Gorgeous, shimmering prose. Golly, this is one of those books I wish I could have read when I was fifteen. Perhaps this is mainly because the protagonist so closely resembles my fifteen-year-old self! (Eh, except for the ice-skating bit. Coordinated physical movement has never been my strong suit.)
Elisa considers herself to be "undercover" -- an ordinary girl who blends in with the crowd, friendless and lonely. She spends her time ruminating at the shores of her "secret pond" in the woods, and writing poetry for the boys in her classes to woo other girls with. (Yeah, she reads "Cyrano de Bergerac" in English class, too.)
BUT -- when Elisa falls for her latest client, and her family is threatening to fall apart, she decides that it's time to come out of her shell.

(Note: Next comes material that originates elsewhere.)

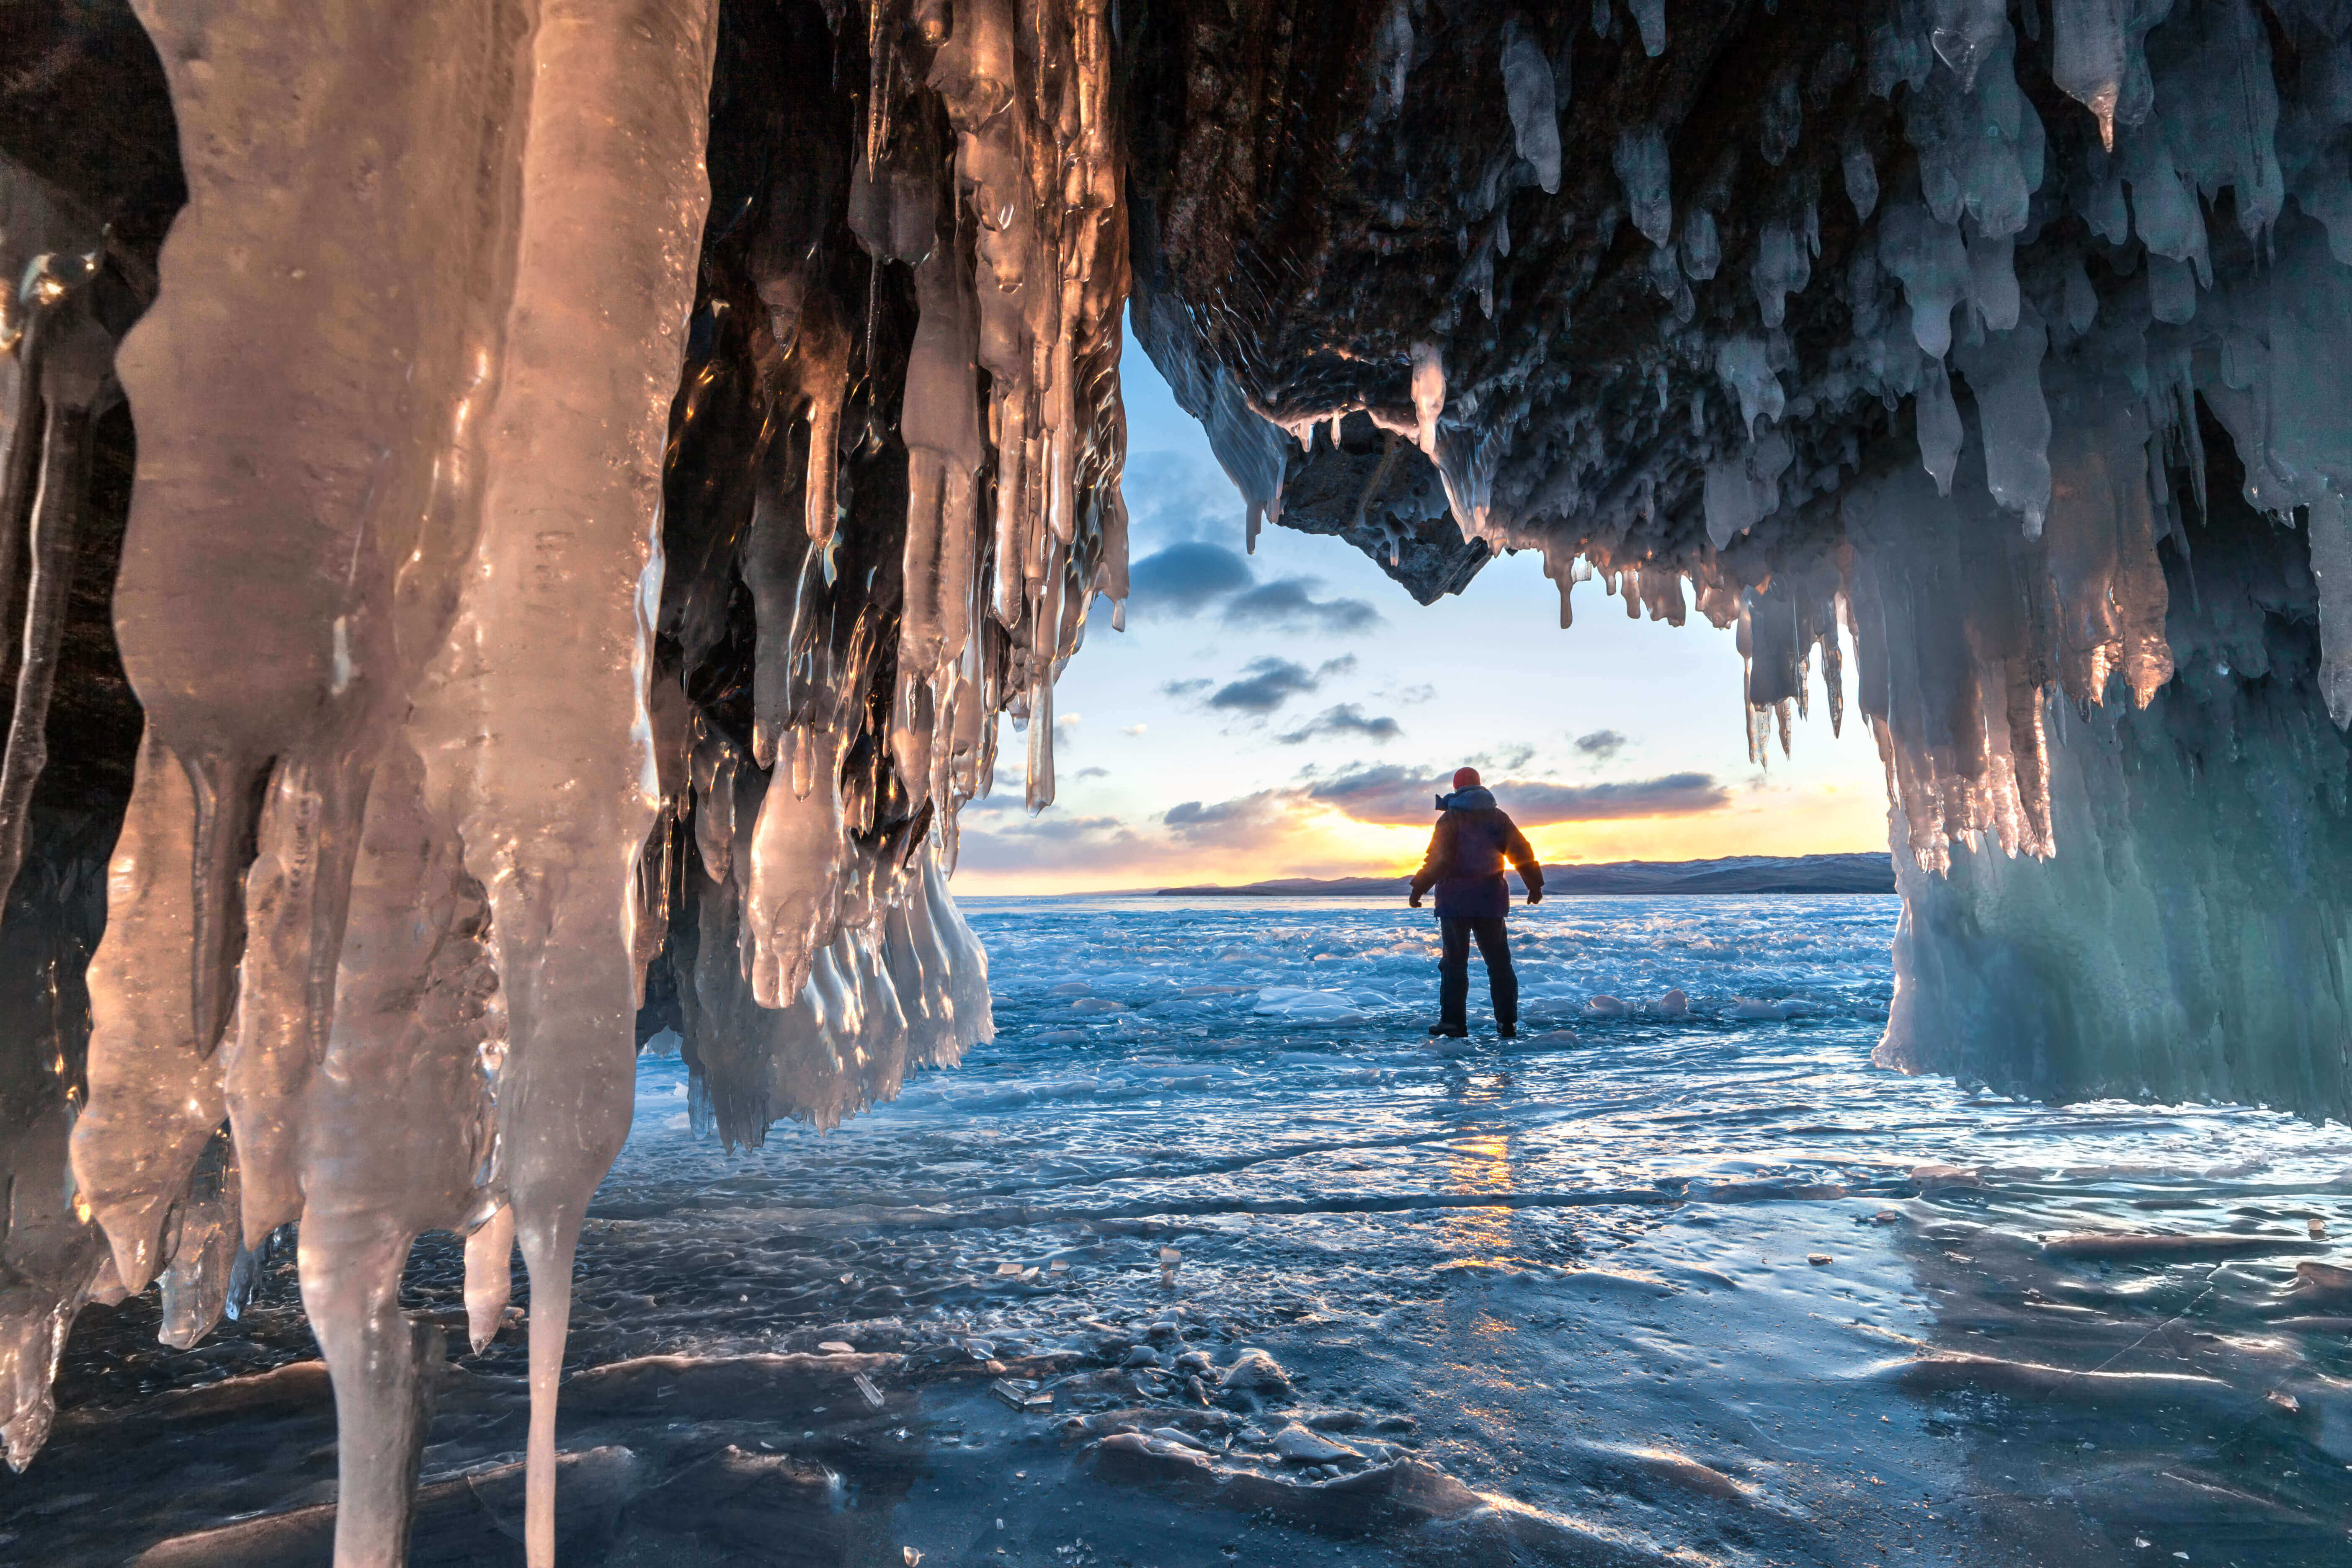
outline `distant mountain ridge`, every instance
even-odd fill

Will she be able to reunite her parents, Get the Guy, and escape the wrath of his girlfriend, the big meanie Lila? And yeah -- ice skating is at the crux of the solution, which sounds odd, but it works. Really works.
What's to like: spectacular descriptions of the natural world, a subtle, authentic teen voice, the complete text of Mary Oliver's "Wild Geese." Elisa's emergence into human society is natural and gradual. Lovely.
What's not to like: Lila, the fashiony mean girl, is a bit of a cliché. I'm tired of fashiony mean girls. Yeah, they exist, but do they have to show up in every other YA novel?